Hello everyone,
I am trying to ingest data into Splunk and the data is into some .tgz files, but within those files are a lot of different folders and levels of directories, the thing is that I want to read just one type of file that is into those directories and is not an absolute path is a relative the path can change and can be into any directory.
So the inputs .conf was set up with something like this:
[monitor:///dir1/dir2/Spk/Test/*.tgz]
whitelist=my.log
But this is not working because of this: When you configure wildcards in a file input path, Splunk Enterprise creates an implicit allow list for that stanza. The longest wildcard-free path becomes the monitor stanza, and Splunk Enterprise translates the wildcards into regular expressions.
So I am looking the way to filter those logs using whitelisting, should I use regular expressions to filter the logs?
Thank you in advance.
If you want to only read a limited subset of a tgz archive, I'm afraid it won't work this way.
For compressed files splunk unpacks them into a temporary directory and ingests files from that directory. I have no knowledge of any mechanism able to affect which of those unpacked files are ingested.
Hi @glpadilla_sol,
only one question: *.tgz is a part of the path or is the name of the files that you want to ingest?
if it's a part of the path, you could also try to add the filename in the monitor stanza instead of whitelist
[monitor:///dir1/dir2/Spk/Test/*.tgz/my.log]

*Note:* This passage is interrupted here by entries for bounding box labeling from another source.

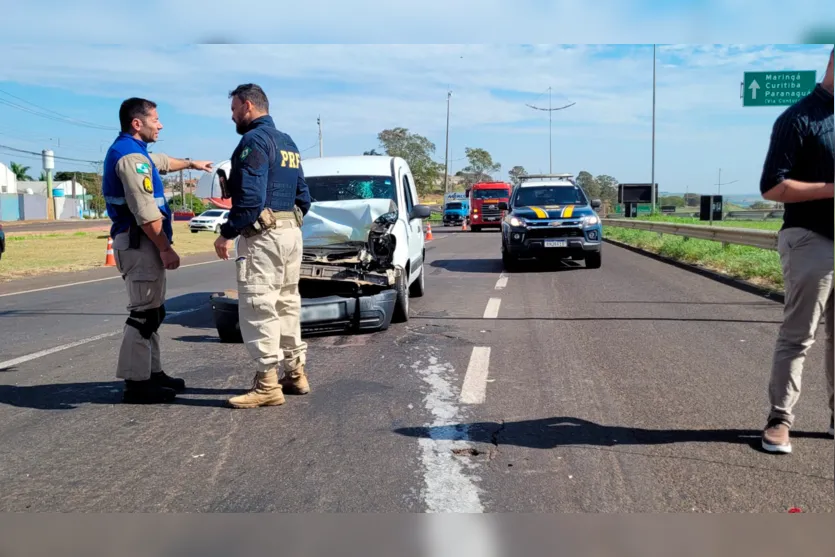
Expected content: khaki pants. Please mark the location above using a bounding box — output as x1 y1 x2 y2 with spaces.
113 233 166 381
236 220 307 372
768 228 835 427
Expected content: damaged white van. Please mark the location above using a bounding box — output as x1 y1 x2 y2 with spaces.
212 156 431 340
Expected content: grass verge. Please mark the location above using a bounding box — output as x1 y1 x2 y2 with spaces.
0 221 216 282
624 215 783 230
603 223 783 290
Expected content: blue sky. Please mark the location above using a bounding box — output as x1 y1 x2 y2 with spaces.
0 43 832 194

if instead *.tgz is the name of the files to ingest, you don't need whitelist and you could use the monitor stanza as is.

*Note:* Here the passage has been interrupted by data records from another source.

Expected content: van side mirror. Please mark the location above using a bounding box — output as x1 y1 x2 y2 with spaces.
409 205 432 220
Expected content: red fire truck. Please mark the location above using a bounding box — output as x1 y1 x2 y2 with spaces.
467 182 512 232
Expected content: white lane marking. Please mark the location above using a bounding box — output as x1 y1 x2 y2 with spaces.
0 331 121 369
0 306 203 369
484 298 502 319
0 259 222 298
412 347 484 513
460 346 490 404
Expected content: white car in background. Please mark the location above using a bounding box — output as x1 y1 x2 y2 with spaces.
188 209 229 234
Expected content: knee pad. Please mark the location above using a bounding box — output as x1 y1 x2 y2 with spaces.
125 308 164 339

If you want to read the *.tgz files in many and structured folders, you could try "..."
[monitor:///.../*.tgz]
or something similar.
Ciao.
Giuseppe
Hi @gcusello thank you so much for the suggestions.
I am trying to ingest just a subset of files into the .tgz file, the issue is that the .tgz has a lot of files and I don't want to ingest all of them.
And I cannot defined an specific path at the monitor input because the files are at different folders.
I just want to know if there is a way to whitelist the files that I read from the .tgz.
Kind Regards,
As I said before, splunk unpacks the archive file and ingests all unpacked files. That's how it works. The assumption is that you have your logs ready, just packed.
The whitelist/blacklist logic works at the level of choosing which file to unpack, not which unpacked file from within the archive to ingest.